Evaluating your communication with a home insurance carrier and how you manage your policy is also something you may want to consider. For example, if you live in a remote area, you may place emphasis on carriers who provide highly-rated digital tools so you can manage your policy fully online.
These metrics may help you get a complete picture of how satisfied you may be with a company’s service and claims process.
Frequently asked questions
If you want to find the cheapest home insurance company for your unique situation, it typically helps to compare personalized quotes from multiple home insurance providers. Obtaining quotes from a number of different insurance companies will let you compare the cost and coverage to determine which option may be the cheapest for the type and amount of coverage you need.
Unlike car insurance, home insurance is not required by federal or state laws. If you take out a loan to purchase your home, however, most mortgage lenders will require a homeowners insurance policy. The right homeowners insurance policy will provide financial protection for covered events, which prevents you from having to pay for certain types of damage out of pocket. Given the level of financial protection it provides compared to the typical cost, even homeowners who have paid off their homes may find a policy worthwhile.
Depending on the renovations and updates you’ve made to your home, these changes could now make it more expensive to rebuild your home after a covered claim. Because of this, you’ll likely want to speak to your home insurance company to see if any adjustments need to be made. But it’s not all bad news — some home insurance companies may even offer discounts or rate changes for making certain improvements to your home, like making it more energy efficient or adding a new roof.

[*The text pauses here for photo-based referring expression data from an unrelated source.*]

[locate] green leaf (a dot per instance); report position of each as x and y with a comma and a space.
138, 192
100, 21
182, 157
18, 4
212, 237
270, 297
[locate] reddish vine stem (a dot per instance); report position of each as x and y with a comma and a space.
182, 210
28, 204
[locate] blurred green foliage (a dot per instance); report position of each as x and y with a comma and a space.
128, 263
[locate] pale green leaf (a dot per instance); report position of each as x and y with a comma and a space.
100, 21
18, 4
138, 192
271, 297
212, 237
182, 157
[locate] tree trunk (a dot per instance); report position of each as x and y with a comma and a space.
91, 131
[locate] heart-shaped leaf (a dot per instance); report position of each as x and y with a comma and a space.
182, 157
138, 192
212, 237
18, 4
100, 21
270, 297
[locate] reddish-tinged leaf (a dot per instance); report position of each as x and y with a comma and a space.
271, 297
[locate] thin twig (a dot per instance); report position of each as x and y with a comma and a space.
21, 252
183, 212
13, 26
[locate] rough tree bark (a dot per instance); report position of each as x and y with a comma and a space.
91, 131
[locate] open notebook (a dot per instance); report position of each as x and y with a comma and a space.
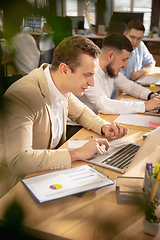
119, 156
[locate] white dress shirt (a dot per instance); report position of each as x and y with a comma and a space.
139, 58
100, 94
57, 104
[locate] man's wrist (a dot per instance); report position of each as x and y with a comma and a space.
152, 95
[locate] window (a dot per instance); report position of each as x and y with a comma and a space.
135, 6
88, 10
71, 8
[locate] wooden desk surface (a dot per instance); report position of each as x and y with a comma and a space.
93, 216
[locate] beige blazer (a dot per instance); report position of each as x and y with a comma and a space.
26, 132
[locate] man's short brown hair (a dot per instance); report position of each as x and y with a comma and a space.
135, 24
70, 49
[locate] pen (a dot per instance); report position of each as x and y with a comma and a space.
149, 169
155, 186
148, 85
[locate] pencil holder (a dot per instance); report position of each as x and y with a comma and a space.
151, 187
129, 190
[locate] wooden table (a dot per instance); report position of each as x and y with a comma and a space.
93, 216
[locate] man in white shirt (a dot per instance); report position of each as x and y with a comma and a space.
141, 60
115, 53
36, 109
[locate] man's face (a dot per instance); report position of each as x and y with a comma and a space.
119, 62
135, 37
83, 76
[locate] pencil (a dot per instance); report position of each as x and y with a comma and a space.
155, 186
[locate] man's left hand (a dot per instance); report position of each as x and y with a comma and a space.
114, 131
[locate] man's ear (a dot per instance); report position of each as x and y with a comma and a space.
111, 55
63, 68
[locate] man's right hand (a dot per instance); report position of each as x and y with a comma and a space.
88, 150
154, 103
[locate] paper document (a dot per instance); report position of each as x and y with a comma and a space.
72, 144
149, 80
136, 120
54, 185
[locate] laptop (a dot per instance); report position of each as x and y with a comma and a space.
155, 112
121, 153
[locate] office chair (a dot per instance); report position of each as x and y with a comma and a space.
6, 80
62, 27
117, 27
46, 47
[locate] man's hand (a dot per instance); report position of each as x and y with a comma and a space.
152, 104
114, 131
92, 147
136, 75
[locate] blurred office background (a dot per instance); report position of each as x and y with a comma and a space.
94, 18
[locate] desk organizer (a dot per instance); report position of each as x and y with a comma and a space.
136, 190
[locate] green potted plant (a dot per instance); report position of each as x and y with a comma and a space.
151, 222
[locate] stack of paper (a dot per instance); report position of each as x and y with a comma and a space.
54, 185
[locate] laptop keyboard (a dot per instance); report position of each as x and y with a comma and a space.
122, 158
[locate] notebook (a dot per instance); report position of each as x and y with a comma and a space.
114, 158
155, 112
54, 185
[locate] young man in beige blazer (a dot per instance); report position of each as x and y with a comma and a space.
36, 108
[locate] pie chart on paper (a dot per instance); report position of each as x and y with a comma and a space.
55, 186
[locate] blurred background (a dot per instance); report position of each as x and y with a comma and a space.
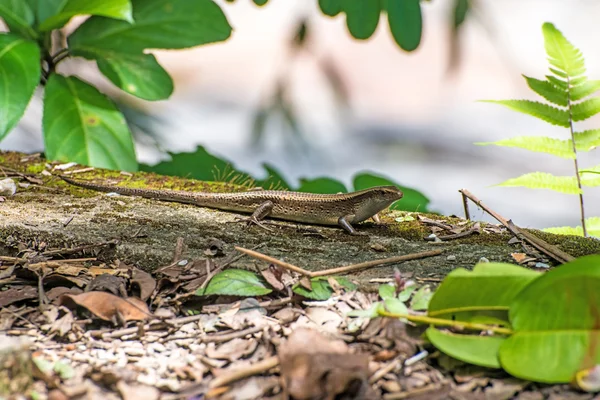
330, 105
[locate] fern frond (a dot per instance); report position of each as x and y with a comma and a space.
548, 91
559, 83
585, 109
592, 226
587, 140
540, 144
543, 180
561, 53
539, 110
584, 90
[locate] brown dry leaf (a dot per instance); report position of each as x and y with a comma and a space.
17, 293
109, 307
315, 367
145, 282
232, 350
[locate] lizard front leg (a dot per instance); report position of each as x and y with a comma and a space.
261, 212
344, 222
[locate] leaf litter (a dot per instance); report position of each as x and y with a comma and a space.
80, 328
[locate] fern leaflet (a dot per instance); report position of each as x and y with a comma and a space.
539, 110
540, 144
548, 91
543, 180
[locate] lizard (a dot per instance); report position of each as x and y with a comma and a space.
342, 209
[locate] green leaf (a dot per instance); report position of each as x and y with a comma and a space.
539, 110
548, 91
585, 109
543, 180
362, 17
118, 9
592, 226
473, 349
540, 144
406, 23
561, 53
235, 282
421, 299
413, 200
586, 89
330, 7
321, 288
395, 306
177, 24
587, 140
19, 76
137, 74
555, 323
387, 291
82, 125
19, 17
487, 290
321, 185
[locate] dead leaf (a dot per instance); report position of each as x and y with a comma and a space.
145, 282
109, 307
17, 293
315, 367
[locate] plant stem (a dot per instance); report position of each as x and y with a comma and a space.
575, 160
446, 322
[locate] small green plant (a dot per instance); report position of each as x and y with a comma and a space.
566, 90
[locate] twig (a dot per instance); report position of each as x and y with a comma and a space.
543, 246
376, 263
241, 373
275, 261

There are several things you may be able to do to lower your cost of home insurance. In addition to the steps listed above, you may be able to further save on home insurance by evaluating your personal rating factors. In states that allow credit history as a home insurance rating factor, you may be able to save by improving your credit score. You may also be able to save by carefully evaluating damage before filing a claim. If the out-of-pocket cost to repair the damage is low, it may be worthwhile to repair the damage yourself and avoid potential rate hikes associated with filing a claim with your home insurance company.